Die Volatilität an den Märkten ist seit dem letzten Februar wieder deutlich zurückgegangen. Doch ist es nur die Ruhe vor dem nächsten, größeren Sturm. So die FT:
- “‚There are few things more insidious in markets than the illusion of permanent calm,‘ said Claudio Borio, head of the monetary and economic department of the Bank for International Settlements. He was referring to the extraordinarily low volatility that prevailed in global markets in 2017 and the equally extraordinary spike in volatility that followed in early February this year.” – bto: Besser kann man es nicht sagen. Die Ruhe an den Märkten ist immer gefährlich. Besonders verwundert sie heute angesichts der immer offensichtlicheren Probleme von Italien bis zu Protektionismus.
- “The Vix index gives the 30-day implied volatility of options on the S&P 500 and is often referred to as Wall Street’s fear gauge. February 5 saw the largest daily increase in the Vix since the 1987 market crash. While the turbulence was primarily related to the equity market, sovereign bonds also felt a backwash. The underlying dynamic of the event reflected changes in the structure of markets more generally, which pose serious risks for bond investors now that rates have started to rise.” – bto: Gemeint ist damit vor allem die geänderte Rolle der Banken, die nicht mehr wie früher als Market Maker agieren und deshalb die Volatilität befeuern, wenn es ernst wird.

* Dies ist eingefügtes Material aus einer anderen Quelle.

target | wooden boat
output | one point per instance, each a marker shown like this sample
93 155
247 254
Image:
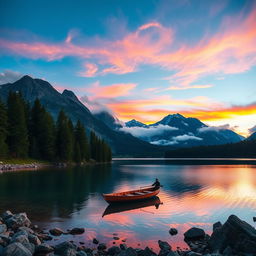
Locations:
132 195
123 207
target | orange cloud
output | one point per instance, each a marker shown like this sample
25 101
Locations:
91 70
231 50
111 91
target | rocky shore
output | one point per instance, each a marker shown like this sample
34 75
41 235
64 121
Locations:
13 167
19 237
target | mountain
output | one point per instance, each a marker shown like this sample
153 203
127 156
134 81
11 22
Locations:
134 123
179 131
242 149
122 144
111 121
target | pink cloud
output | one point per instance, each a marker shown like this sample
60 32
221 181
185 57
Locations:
111 91
91 70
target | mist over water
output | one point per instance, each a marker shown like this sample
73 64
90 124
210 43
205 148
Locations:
193 194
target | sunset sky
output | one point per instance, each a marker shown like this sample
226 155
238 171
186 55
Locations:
139 59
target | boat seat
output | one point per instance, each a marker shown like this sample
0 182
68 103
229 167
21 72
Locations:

- “(…) the rise in the Vix on February 5 far exceeded the change in expectations about future volatility. Technical factors were a more important driver of prices than fundamentals. The chief actors in the drama were issuers of volatility exchange traded products (ETPs), which accounted for a growing share of the Vix futures market. Issuers took leveraged long positions in Vix futures. So-called inverse volatility ETPs took short positions in Vix futures to allow investors to bet on lower volatility.” – bto: Es ist immer die gleiche Geschichte. Leverage wirkt nun mal in beide Richtungen.
- “To be short in this market is breathtakingly dangerous because volatility is mean-reverting, with long periods of subdued fluctuations and occasional extreme spikes. It is, in the time-honoured phrase, tantamount to collecting pennies in front of a steamroller. (…) when the Vix soared during the day on February 5, everyone in the market knew that leveraged, long volatility ETPs would have to buy more Vix futures at the end of the day to rebalance their target holdings. They also knew that inverse volatility ETPs had to buy Vix futures to cover the losses on their short positions. As market participants bid up Vix futures through the day, a feedback loop developed as both long and short ETPs confronted an ever larger rebalancing.” – bto: So etwas macht natürlich Spaß aus Sicht der Gegenspekulanten.

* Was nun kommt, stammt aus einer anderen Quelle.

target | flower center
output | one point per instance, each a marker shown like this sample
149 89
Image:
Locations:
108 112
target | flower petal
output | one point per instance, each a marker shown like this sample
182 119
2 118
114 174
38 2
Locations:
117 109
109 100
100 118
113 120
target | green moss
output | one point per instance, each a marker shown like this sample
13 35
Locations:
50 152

- “The episode demonstrates how ultra-low interest rates and central bank asset purchases have dulled investors’ understanding of risk. It also underlines the dangers in what is known as the volatility paradox: low volatility leads investors and traders to adopt strategies that make the financial system more fragile and vulnerable to crisis. Taking on leverage has become ever more tempting, as has carry trading. This can involve borrowing in countries where interest rates are low to invest in countries where interest rates are high, a currency mismatch that can rebound expensively on the carry trader.” – bto: Klar, es ist eine Superwette, die funktioniert, solange sie funktioniert!
- “Increased risk appetite has coincided with reduced market-making by big banks in fixed interest, thanks to tougher capital requirements. The scope for greater volatility towards the end of the long post-crisis financial cycle is thus all too clear. While risk can be managed, some techniques can encourage dangerously procyclical behaviour that amplifies the market cycle. A decline in volatility prompts investors to increase position sizes without breaching their risk limits. When volatility subsequently increases, investors are forced to unload assets to bring their portfolios back within risk boundaries.” – bto: Letztlich ist es das, was Hyman Minsky schon vor Jahren beschrieben hat.
- “This is just one of many current examples of procyclicality (…) February’s events were the canary in the coal mine. Much bigger accidents in much larger markets lie ahead.” – bto: Und das wiederum ist keine gute Nachricht. Es könnte dann weit ausstrahlen auf andere Märkte und letztlich das gesamte Finanzsystem.